Die PV-Anlage deckt nicht nur den Strombedarf des Busbahnhofs, sondern versorgt auch den Schulcampus in der näheren Umgebung. Überschüssige Energie der ca. 120 kWp Anlage wird in das Netz eingespeist. Vier in die Dachkonstruktion integrierte Wechselrichter dienen der Einspeisung ins Netz, während ein weiterer Wechselrichter eine 20 kWh-Batterie versorgt, welche die Beleuchtung des Daches in den Abendstunden speist und als Backup dient.
Um Lichtverschmutzung entgegenzuwirken, wird die Beleuchtungsintensität automatisiert. DALI-Leuchten und Lichtsensoren passen die Beleuchtung dynamisch dem Tageslicht an. Nachts reduziert sich das Licht auf ein Minimum und wird nur in den Fahrgassen und bei Bewegung hochgefahren.
Das Lichtkonzept ist zudem Artenschonend.
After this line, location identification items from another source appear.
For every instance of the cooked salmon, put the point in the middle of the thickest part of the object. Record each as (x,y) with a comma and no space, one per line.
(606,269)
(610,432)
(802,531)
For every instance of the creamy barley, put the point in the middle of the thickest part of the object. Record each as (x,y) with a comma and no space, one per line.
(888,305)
Die gezielte Steuereung und das reduzierte Helligkeitsniveau minimieren die Anziehungskraft auf Insekten.
Die Beleuchtung erfolgt ausschließlich indirekt über das Holztragwerk, wodurch die empfundene Lichttemperatur weit wärmer erscheint als die angelegten 3000K.
 

Auszeichnungen

Energy Globe Styria Award 2025 (Kategorie Mobilität)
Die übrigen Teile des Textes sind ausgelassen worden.